In professional spaces, lighter skin can still subconsciously influence perceptions of competence and credibility, affecting hiring and advancement opportunities. Meanwhile, South India’s significant contributions to sections such as technology, education and industry are not always reflected in national cultural narratives. So when Hollywood portrays South Asians with greater complexity and diversity, which sees a significant shift in visibility, it becomes a problem and severely derogatory towards other Indians.

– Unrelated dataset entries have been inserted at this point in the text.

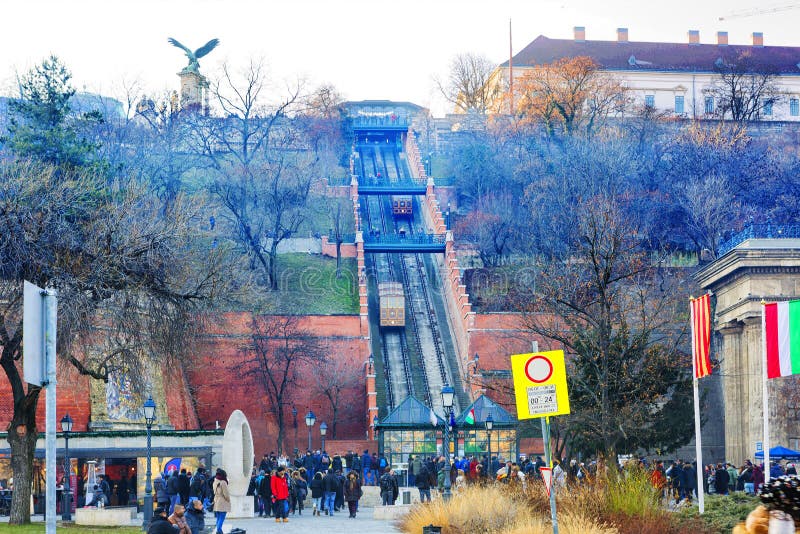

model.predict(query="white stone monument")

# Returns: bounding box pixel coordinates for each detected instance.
[222,410,255,517]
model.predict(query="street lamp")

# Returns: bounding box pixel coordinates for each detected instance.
[292,406,297,450]
[142,396,156,530]
[61,413,72,521]
[306,410,317,450]
[486,412,494,480]
[319,421,328,452]
[442,384,455,501]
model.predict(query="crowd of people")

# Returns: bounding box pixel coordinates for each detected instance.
[651,460,797,503]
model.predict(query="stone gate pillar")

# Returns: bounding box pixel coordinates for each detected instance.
[222,410,255,517]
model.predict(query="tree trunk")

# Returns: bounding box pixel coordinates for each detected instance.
[269,245,278,291]
[336,240,342,280]
[277,410,286,456]
[8,392,41,525]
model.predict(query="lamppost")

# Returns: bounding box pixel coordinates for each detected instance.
[306,410,317,450]
[142,396,156,531]
[486,412,494,480]
[292,406,297,450]
[61,413,72,521]
[442,384,455,501]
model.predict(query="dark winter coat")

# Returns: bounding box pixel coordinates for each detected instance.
[344,479,363,502]
[167,475,179,495]
[147,515,178,534]
[153,477,169,502]
[183,506,206,534]
[714,468,730,495]
[322,473,339,493]
[311,477,325,499]
[415,464,433,490]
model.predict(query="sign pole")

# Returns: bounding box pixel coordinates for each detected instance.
[42,289,57,534]
[539,417,563,534]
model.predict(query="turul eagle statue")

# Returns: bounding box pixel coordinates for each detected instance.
[167,37,219,72]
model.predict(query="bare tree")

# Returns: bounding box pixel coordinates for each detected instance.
[314,355,361,439]
[434,53,501,115]
[709,50,781,122]
[242,314,324,454]
[194,61,317,290]
[515,56,626,135]
[0,161,229,524]
[680,175,739,258]
[520,197,691,460]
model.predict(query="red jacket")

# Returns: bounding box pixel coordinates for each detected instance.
[269,476,289,501]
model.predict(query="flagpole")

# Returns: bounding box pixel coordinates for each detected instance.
[761,300,770,483]
[689,298,706,514]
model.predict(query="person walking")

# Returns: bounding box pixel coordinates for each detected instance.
[167,503,192,534]
[256,471,272,517]
[322,469,339,517]
[414,462,433,502]
[212,469,231,534]
[292,469,308,515]
[344,471,363,519]
[167,471,181,515]
[178,469,191,507]
[714,463,730,495]
[380,467,396,506]
[147,506,177,534]
[153,473,169,510]
[311,473,325,515]
[270,466,289,523]
[186,499,206,534]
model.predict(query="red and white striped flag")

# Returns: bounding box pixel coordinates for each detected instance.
[764,300,800,378]
[689,293,711,378]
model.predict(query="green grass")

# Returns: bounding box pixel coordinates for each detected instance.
[0,523,142,534]
[261,253,359,315]
[678,491,761,534]
[295,195,356,237]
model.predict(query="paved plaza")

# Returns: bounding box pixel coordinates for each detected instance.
[5,508,400,534]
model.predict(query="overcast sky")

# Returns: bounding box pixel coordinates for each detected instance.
[0,0,800,115]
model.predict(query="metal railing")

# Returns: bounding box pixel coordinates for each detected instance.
[718,223,800,256]
[364,233,445,245]
[350,115,408,128]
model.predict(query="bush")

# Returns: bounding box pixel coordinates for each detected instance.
[677,492,760,534]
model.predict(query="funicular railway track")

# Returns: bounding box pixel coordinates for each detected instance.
[358,138,458,413]
[362,144,414,408]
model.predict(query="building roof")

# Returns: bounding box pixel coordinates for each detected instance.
[456,395,517,428]
[378,396,444,430]
[500,35,800,75]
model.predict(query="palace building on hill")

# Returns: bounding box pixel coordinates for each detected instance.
[492,27,800,121]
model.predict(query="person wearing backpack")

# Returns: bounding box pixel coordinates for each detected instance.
[322,469,339,516]
[380,467,397,506]
[414,462,434,502]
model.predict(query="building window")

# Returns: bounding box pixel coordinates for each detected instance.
[675,95,683,113]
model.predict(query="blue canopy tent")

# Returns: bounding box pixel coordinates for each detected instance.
[755,445,800,460]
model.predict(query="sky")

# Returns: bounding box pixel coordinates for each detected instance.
[0,0,800,116]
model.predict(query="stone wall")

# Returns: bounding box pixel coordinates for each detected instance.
[695,239,800,465]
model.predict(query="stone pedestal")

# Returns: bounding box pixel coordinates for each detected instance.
[228,495,256,518]
[222,410,255,517]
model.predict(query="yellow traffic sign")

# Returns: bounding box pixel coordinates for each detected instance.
[511,350,569,419]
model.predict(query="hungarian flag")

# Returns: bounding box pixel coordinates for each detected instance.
[764,300,800,378]
[464,408,475,425]
[689,293,711,378]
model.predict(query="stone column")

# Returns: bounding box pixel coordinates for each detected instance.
[718,321,749,463]
[222,410,255,517]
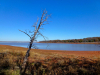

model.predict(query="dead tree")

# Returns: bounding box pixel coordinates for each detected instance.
[19,10,50,75]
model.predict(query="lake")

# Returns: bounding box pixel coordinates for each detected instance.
[0,42,100,51]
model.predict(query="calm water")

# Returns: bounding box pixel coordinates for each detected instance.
[0,42,100,51]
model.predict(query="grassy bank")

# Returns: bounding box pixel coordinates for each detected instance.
[0,45,100,75]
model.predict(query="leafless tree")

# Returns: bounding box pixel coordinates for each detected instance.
[19,10,50,75]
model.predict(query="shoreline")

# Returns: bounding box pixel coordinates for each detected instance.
[37,42,100,44]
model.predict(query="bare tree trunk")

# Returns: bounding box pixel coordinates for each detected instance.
[19,10,50,75]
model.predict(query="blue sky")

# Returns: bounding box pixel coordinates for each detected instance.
[0,0,100,41]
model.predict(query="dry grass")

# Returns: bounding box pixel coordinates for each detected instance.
[0,46,100,75]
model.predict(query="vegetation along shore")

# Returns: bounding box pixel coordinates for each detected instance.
[38,37,100,44]
[0,45,100,75]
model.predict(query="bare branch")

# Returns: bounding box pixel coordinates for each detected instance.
[19,30,31,39]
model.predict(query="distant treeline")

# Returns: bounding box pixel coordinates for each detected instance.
[39,37,100,43]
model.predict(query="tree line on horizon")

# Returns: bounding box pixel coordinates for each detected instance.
[39,37,100,43]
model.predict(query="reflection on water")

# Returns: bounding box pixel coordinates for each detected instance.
[0,42,100,51]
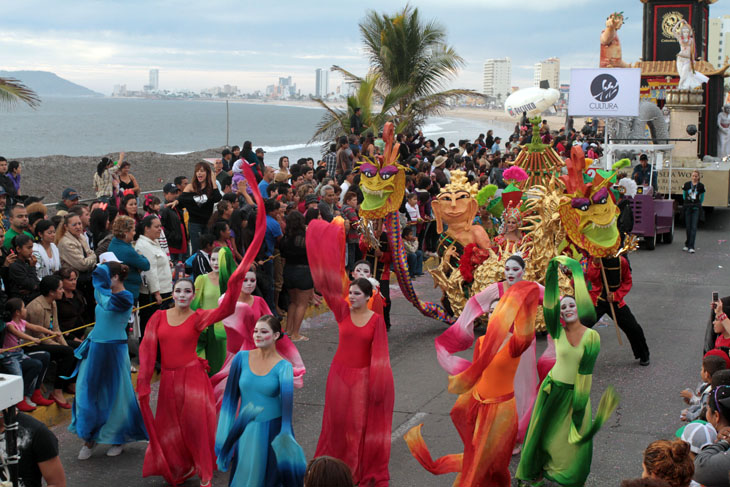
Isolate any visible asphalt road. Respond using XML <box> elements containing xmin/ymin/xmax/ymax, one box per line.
<box><xmin>54</xmin><ymin>210</ymin><xmax>730</xmax><ymax>487</ymax></box>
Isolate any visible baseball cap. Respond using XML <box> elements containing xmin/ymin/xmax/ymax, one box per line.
<box><xmin>61</xmin><ymin>188</ymin><xmax>79</xmax><ymax>201</ymax></box>
<box><xmin>676</xmin><ymin>420</ymin><xmax>717</xmax><ymax>453</ymax></box>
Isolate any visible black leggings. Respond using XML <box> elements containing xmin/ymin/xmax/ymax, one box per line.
<box><xmin>25</xmin><ymin>342</ymin><xmax>76</xmax><ymax>389</ymax></box>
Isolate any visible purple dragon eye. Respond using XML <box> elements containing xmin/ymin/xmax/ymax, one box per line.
<box><xmin>570</xmin><ymin>198</ymin><xmax>591</xmax><ymax>211</ymax></box>
<box><xmin>380</xmin><ymin>166</ymin><xmax>398</xmax><ymax>179</ymax></box>
<box><xmin>591</xmin><ymin>188</ymin><xmax>608</xmax><ymax>205</ymax></box>
<box><xmin>360</xmin><ymin>162</ymin><xmax>378</xmax><ymax>178</ymax></box>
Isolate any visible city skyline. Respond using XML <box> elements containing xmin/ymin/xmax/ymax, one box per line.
<box><xmin>0</xmin><ymin>0</ymin><xmax>730</xmax><ymax>94</ymax></box>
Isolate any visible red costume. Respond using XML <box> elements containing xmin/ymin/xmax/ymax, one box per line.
<box><xmin>307</xmin><ymin>219</ymin><xmax>395</xmax><ymax>487</ymax></box>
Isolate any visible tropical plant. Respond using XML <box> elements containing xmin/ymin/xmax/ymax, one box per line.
<box><xmin>0</xmin><ymin>78</ymin><xmax>41</xmax><ymax>108</ymax></box>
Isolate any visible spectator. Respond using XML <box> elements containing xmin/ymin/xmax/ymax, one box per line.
<box><xmin>56</xmin><ymin>267</ymin><xmax>86</xmax><ymax>348</ymax></box>
<box><xmin>160</xmin><ymin>183</ymin><xmax>188</xmax><ymax>262</ymax></box>
<box><xmin>280</xmin><ymin>211</ymin><xmax>314</xmax><ymax>342</ymax></box>
<box><xmin>318</xmin><ymin>184</ymin><xmax>339</xmax><ymax>222</ymax></box>
<box><xmin>136</xmin><ymin>215</ymin><xmax>172</xmax><ymax>337</ymax></box>
<box><xmin>94</xmin><ymin>158</ymin><xmax>117</xmax><ymax>201</ymax></box>
<box><xmin>0</xmin><ymin>413</ymin><xmax>66</xmax><ymax>487</ymax></box>
<box><xmin>89</xmin><ymin>208</ymin><xmax>114</xmax><ymax>257</ymax></box>
<box><xmin>694</xmin><ymin>385</ymin><xmax>730</xmax><ymax>487</ymax></box>
<box><xmin>119</xmin><ymin>161</ymin><xmax>139</xmax><ymax>196</ymax></box>
<box><xmin>179</xmin><ymin>162</ymin><xmax>220</xmax><ymax>253</ymax></box>
<box><xmin>5</xmin><ymin>235</ymin><xmax>39</xmax><ymax>303</ymax></box>
<box><xmin>21</xmin><ymin>276</ymin><xmax>76</xmax><ymax>409</ymax></box>
<box><xmin>109</xmin><ymin>215</ymin><xmax>150</xmax><ymax>301</ymax></box>
<box><xmin>643</xmin><ymin>439</ymin><xmax>692</xmax><ymax>487</ymax></box>
<box><xmin>3</xmin><ymin>203</ymin><xmax>33</xmax><ymax>250</ymax></box>
<box><xmin>33</xmin><ymin>220</ymin><xmax>61</xmax><ymax>279</ymax></box>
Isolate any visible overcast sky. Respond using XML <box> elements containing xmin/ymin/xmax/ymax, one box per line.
<box><xmin>0</xmin><ymin>0</ymin><xmax>730</xmax><ymax>94</ymax></box>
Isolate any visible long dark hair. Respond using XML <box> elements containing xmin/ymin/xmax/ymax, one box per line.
<box><xmin>192</xmin><ymin>162</ymin><xmax>216</xmax><ymax>196</ymax></box>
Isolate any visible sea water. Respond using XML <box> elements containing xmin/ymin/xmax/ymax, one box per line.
<box><xmin>0</xmin><ymin>97</ymin><xmax>513</xmax><ymax>166</ymax></box>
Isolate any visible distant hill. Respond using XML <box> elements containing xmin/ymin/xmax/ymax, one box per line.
<box><xmin>0</xmin><ymin>71</ymin><xmax>103</xmax><ymax>97</ymax></box>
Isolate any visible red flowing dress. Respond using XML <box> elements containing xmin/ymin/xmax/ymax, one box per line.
<box><xmin>307</xmin><ymin>220</ymin><xmax>395</xmax><ymax>487</ymax></box>
<box><xmin>137</xmin><ymin>165</ymin><xmax>266</xmax><ymax>485</ymax></box>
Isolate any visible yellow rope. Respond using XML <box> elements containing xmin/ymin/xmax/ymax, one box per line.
<box><xmin>0</xmin><ymin>296</ymin><xmax>172</xmax><ymax>353</ymax></box>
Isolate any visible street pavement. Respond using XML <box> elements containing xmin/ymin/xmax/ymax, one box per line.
<box><xmin>54</xmin><ymin>210</ymin><xmax>730</xmax><ymax>487</ymax></box>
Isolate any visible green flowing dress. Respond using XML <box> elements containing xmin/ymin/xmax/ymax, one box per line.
<box><xmin>515</xmin><ymin>259</ymin><xmax>618</xmax><ymax>487</ymax></box>
<box><xmin>195</xmin><ymin>274</ymin><xmax>226</xmax><ymax>376</ymax></box>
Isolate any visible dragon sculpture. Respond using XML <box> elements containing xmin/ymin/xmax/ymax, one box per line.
<box><xmin>359</xmin><ymin>122</ymin><xmax>454</xmax><ymax>323</ymax></box>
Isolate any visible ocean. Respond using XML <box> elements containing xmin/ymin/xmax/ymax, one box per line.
<box><xmin>0</xmin><ymin>97</ymin><xmax>513</xmax><ymax>166</ymax></box>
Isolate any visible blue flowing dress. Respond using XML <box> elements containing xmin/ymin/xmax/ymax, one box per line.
<box><xmin>215</xmin><ymin>351</ymin><xmax>306</xmax><ymax>487</ymax></box>
<box><xmin>68</xmin><ymin>264</ymin><xmax>148</xmax><ymax>445</ymax></box>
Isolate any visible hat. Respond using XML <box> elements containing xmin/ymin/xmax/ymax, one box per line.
<box><xmin>676</xmin><ymin>420</ymin><xmax>717</xmax><ymax>453</ymax></box>
<box><xmin>61</xmin><ymin>188</ymin><xmax>79</xmax><ymax>201</ymax></box>
<box><xmin>274</xmin><ymin>171</ymin><xmax>291</xmax><ymax>183</ymax></box>
<box><xmin>99</xmin><ymin>252</ymin><xmax>122</xmax><ymax>264</ymax></box>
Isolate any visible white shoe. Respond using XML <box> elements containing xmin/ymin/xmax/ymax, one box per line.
<box><xmin>79</xmin><ymin>445</ymin><xmax>96</xmax><ymax>460</ymax></box>
<box><xmin>106</xmin><ymin>445</ymin><xmax>124</xmax><ymax>457</ymax></box>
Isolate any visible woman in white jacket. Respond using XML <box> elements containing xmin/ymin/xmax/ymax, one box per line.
<box><xmin>135</xmin><ymin>215</ymin><xmax>172</xmax><ymax>336</ymax></box>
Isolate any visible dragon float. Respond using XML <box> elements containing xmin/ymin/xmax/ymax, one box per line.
<box><xmin>359</xmin><ymin>119</ymin><xmax>631</xmax><ymax>324</ymax></box>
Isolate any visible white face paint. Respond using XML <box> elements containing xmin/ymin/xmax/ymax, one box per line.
<box><xmin>352</xmin><ymin>264</ymin><xmax>370</xmax><ymax>279</ymax></box>
<box><xmin>172</xmin><ymin>280</ymin><xmax>195</xmax><ymax>308</ymax></box>
<box><xmin>560</xmin><ymin>296</ymin><xmax>578</xmax><ymax>323</ymax></box>
<box><xmin>241</xmin><ymin>271</ymin><xmax>256</xmax><ymax>294</ymax></box>
<box><xmin>350</xmin><ymin>286</ymin><xmax>369</xmax><ymax>309</ymax></box>
<box><xmin>504</xmin><ymin>259</ymin><xmax>525</xmax><ymax>286</ymax></box>
<box><xmin>210</xmin><ymin>252</ymin><xmax>220</xmax><ymax>272</ymax></box>
<box><xmin>253</xmin><ymin>321</ymin><xmax>279</xmax><ymax>348</ymax></box>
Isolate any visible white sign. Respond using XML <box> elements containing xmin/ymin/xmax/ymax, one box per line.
<box><xmin>568</xmin><ymin>68</ymin><xmax>641</xmax><ymax>118</ymax></box>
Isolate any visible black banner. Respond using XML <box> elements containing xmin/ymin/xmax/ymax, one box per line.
<box><xmin>653</xmin><ymin>3</ymin><xmax>697</xmax><ymax>61</ymax></box>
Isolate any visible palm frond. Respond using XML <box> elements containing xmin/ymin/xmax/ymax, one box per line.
<box><xmin>0</xmin><ymin>78</ymin><xmax>41</xmax><ymax>108</ymax></box>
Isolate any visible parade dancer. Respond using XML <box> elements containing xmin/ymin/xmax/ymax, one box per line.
<box><xmin>515</xmin><ymin>256</ymin><xmax>618</xmax><ymax>486</ymax></box>
<box><xmin>307</xmin><ymin>218</ymin><xmax>395</xmax><ymax>487</ymax></box>
<box><xmin>68</xmin><ymin>262</ymin><xmax>147</xmax><ymax>460</ymax></box>
<box><xmin>215</xmin><ymin>314</ymin><xmax>307</xmax><ymax>487</ymax></box>
<box><xmin>405</xmin><ymin>281</ymin><xmax>540</xmax><ymax>487</ymax></box>
<box><xmin>137</xmin><ymin>165</ymin><xmax>266</xmax><ymax>486</ymax></box>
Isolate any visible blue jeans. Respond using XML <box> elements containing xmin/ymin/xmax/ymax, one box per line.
<box><xmin>0</xmin><ymin>351</ymin><xmax>50</xmax><ymax>397</ymax></box>
<box><xmin>406</xmin><ymin>249</ymin><xmax>423</xmax><ymax>277</ymax></box>
<box><xmin>684</xmin><ymin>205</ymin><xmax>702</xmax><ymax>249</ymax></box>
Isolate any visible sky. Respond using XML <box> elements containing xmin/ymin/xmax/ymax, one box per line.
<box><xmin>0</xmin><ymin>0</ymin><xmax>730</xmax><ymax>94</ymax></box>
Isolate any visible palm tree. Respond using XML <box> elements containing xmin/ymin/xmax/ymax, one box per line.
<box><xmin>310</xmin><ymin>73</ymin><xmax>408</xmax><ymax>142</ymax></box>
<box><xmin>0</xmin><ymin>78</ymin><xmax>41</xmax><ymax>108</ymax></box>
<box><xmin>360</xmin><ymin>5</ymin><xmax>481</xmax><ymax>130</ymax></box>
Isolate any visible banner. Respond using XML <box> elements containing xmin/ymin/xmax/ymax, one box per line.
<box><xmin>568</xmin><ymin>68</ymin><xmax>641</xmax><ymax>118</ymax></box>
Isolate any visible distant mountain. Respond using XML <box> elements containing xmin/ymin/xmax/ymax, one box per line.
<box><xmin>0</xmin><ymin>71</ymin><xmax>103</xmax><ymax>97</ymax></box>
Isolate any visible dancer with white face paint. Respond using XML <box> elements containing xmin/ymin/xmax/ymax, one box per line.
<box><xmin>215</xmin><ymin>314</ymin><xmax>306</xmax><ymax>487</ymax></box>
<box><xmin>137</xmin><ymin>165</ymin><xmax>266</xmax><ymax>487</ymax></box>
<box><xmin>193</xmin><ymin>247</ymin><xmax>228</xmax><ymax>375</ymax></box>
<box><xmin>210</xmin><ymin>267</ymin><xmax>306</xmax><ymax>409</ymax></box>
<box><xmin>515</xmin><ymin>256</ymin><xmax>618</xmax><ymax>485</ymax></box>
<box><xmin>435</xmin><ymin>255</ymin><xmax>551</xmax><ymax>454</ymax></box>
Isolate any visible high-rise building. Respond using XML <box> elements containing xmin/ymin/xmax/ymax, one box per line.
<box><xmin>149</xmin><ymin>69</ymin><xmax>160</xmax><ymax>91</ymax></box>
<box><xmin>707</xmin><ymin>15</ymin><xmax>730</xmax><ymax>69</ymax></box>
<box><xmin>482</xmin><ymin>57</ymin><xmax>512</xmax><ymax>100</ymax></box>
<box><xmin>534</xmin><ymin>57</ymin><xmax>560</xmax><ymax>90</ymax></box>
<box><xmin>314</xmin><ymin>68</ymin><xmax>330</xmax><ymax>98</ymax></box>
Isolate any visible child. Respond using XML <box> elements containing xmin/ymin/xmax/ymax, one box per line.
<box><xmin>0</xmin><ymin>298</ymin><xmax>56</xmax><ymax>412</ymax></box>
<box><xmin>142</xmin><ymin>194</ymin><xmax>170</xmax><ymax>259</ymax></box>
<box><xmin>679</xmin><ymin>350</ymin><xmax>730</xmax><ymax>421</ymax></box>
<box><xmin>402</xmin><ymin>226</ymin><xmax>423</xmax><ymax>279</ymax></box>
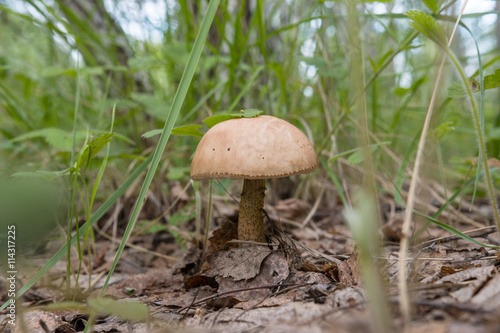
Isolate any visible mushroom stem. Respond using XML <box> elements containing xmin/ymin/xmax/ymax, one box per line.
<box><xmin>238</xmin><ymin>179</ymin><xmax>266</xmax><ymax>243</ymax></box>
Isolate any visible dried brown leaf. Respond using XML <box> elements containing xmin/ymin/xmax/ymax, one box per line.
<box><xmin>216</xmin><ymin>252</ymin><xmax>290</xmax><ymax>306</ymax></box>
<box><xmin>206</xmin><ymin>245</ymin><xmax>271</xmax><ymax>281</ymax></box>
<box><xmin>273</xmin><ymin>198</ymin><xmax>309</xmax><ymax>219</ymax></box>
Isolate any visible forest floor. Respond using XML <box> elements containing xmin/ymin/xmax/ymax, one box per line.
<box><xmin>0</xmin><ymin>182</ymin><xmax>500</xmax><ymax>333</ymax></box>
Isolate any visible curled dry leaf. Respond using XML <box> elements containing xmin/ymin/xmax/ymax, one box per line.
<box><xmin>216</xmin><ymin>252</ymin><xmax>290</xmax><ymax>308</ymax></box>
<box><xmin>273</xmin><ymin>198</ymin><xmax>309</xmax><ymax>219</ymax></box>
<box><xmin>206</xmin><ymin>245</ymin><xmax>271</xmax><ymax>281</ymax></box>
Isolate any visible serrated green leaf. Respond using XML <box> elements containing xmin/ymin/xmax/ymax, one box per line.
<box><xmin>448</xmin><ymin>82</ymin><xmax>467</xmax><ymax>98</ymax></box>
<box><xmin>203</xmin><ymin>109</ymin><xmax>262</xmax><ymax>128</ymax></box>
<box><xmin>87</xmin><ymin>297</ymin><xmax>148</xmax><ymax>321</ymax></box>
<box><xmin>484</xmin><ymin>68</ymin><xmax>500</xmax><ymax>90</ymax></box>
<box><xmin>406</xmin><ymin>10</ymin><xmax>448</xmax><ymax>49</ymax></box>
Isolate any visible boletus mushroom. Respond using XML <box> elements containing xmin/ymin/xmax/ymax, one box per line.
<box><xmin>191</xmin><ymin>116</ymin><xmax>319</xmax><ymax>243</ymax></box>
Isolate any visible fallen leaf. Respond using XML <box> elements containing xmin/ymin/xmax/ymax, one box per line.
<box><xmin>208</xmin><ymin>220</ymin><xmax>238</xmax><ymax>254</ymax></box>
<box><xmin>206</xmin><ymin>245</ymin><xmax>271</xmax><ymax>281</ymax></box>
<box><xmin>436</xmin><ymin>265</ymin><xmax>495</xmax><ymax>303</ymax></box>
<box><xmin>273</xmin><ymin>198</ymin><xmax>309</xmax><ymax>219</ymax></box>
<box><xmin>471</xmin><ymin>275</ymin><xmax>500</xmax><ymax>310</ymax></box>
<box><xmin>216</xmin><ymin>252</ymin><xmax>290</xmax><ymax>308</ymax></box>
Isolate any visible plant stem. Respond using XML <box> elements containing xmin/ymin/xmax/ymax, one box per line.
<box><xmin>238</xmin><ymin>179</ymin><xmax>266</xmax><ymax>243</ymax></box>
<box><xmin>446</xmin><ymin>49</ymin><xmax>500</xmax><ymax>230</ymax></box>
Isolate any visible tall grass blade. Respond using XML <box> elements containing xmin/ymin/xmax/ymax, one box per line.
<box><xmin>0</xmin><ymin>155</ymin><xmax>153</xmax><ymax>311</ymax></box>
<box><xmin>100</xmin><ymin>0</ymin><xmax>220</xmax><ymax>296</ymax></box>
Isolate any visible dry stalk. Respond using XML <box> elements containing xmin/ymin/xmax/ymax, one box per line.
<box><xmin>398</xmin><ymin>0</ymin><xmax>468</xmax><ymax>331</ymax></box>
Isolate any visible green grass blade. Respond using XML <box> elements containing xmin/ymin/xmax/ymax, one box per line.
<box><xmin>227</xmin><ymin>66</ymin><xmax>264</xmax><ymax>113</ymax></box>
<box><xmin>100</xmin><ymin>0</ymin><xmax>220</xmax><ymax>296</ymax></box>
<box><xmin>0</xmin><ymin>155</ymin><xmax>153</xmax><ymax>311</ymax></box>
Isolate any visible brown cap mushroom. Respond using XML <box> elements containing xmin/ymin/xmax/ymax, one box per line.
<box><xmin>191</xmin><ymin>116</ymin><xmax>319</xmax><ymax>242</ymax></box>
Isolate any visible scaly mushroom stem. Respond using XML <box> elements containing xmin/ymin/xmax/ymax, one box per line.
<box><xmin>238</xmin><ymin>179</ymin><xmax>266</xmax><ymax>243</ymax></box>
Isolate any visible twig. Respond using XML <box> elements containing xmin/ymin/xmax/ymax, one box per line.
<box><xmin>398</xmin><ymin>0</ymin><xmax>468</xmax><ymax>331</ymax></box>
<box><xmin>177</xmin><ymin>282</ymin><xmax>318</xmax><ymax>313</ymax></box>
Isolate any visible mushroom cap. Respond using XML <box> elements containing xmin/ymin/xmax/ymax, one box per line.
<box><xmin>191</xmin><ymin>116</ymin><xmax>319</xmax><ymax>180</ymax></box>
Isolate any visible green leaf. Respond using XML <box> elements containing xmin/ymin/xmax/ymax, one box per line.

Everyone deserves representation. Bollywood is on one of the highest end of viewership, compared to Kollywood. Bollywood actors such as Priyanka Chopra and Deepika Padukone go on to act in Hollywood more often than Kollywood actors. But there is still an issue of colourism and it sucks to have to portray South Asian dynamics in this way, because some of us decided to hate on our own people. Colourism is a symptom of broader systems that determine whose identities are centred and whose are marginalised.
Why can’t people have both?
Why is there a constant need to one up someone else, just because they look differently, or speak different languages?
Why are we oppressing ourselves and going back against our own people? Who else would have our backs other than us?
Maybe that is the most frustrating part about this: the fact that so much of this hatred comes from within our own communities. The same people who complain about Western stereotypes will turn around and degrade darker skin, different accents and regional identities. At some point, we have to ask ourselves what kind of representation we actually want.
One that only uplifts people who fit a narrow standard of beauty and identity or one that truly reflects the diversity that has always existed within South Asia?
Because we cannot keep demanding humanity from others while refusing to extend it to our own people.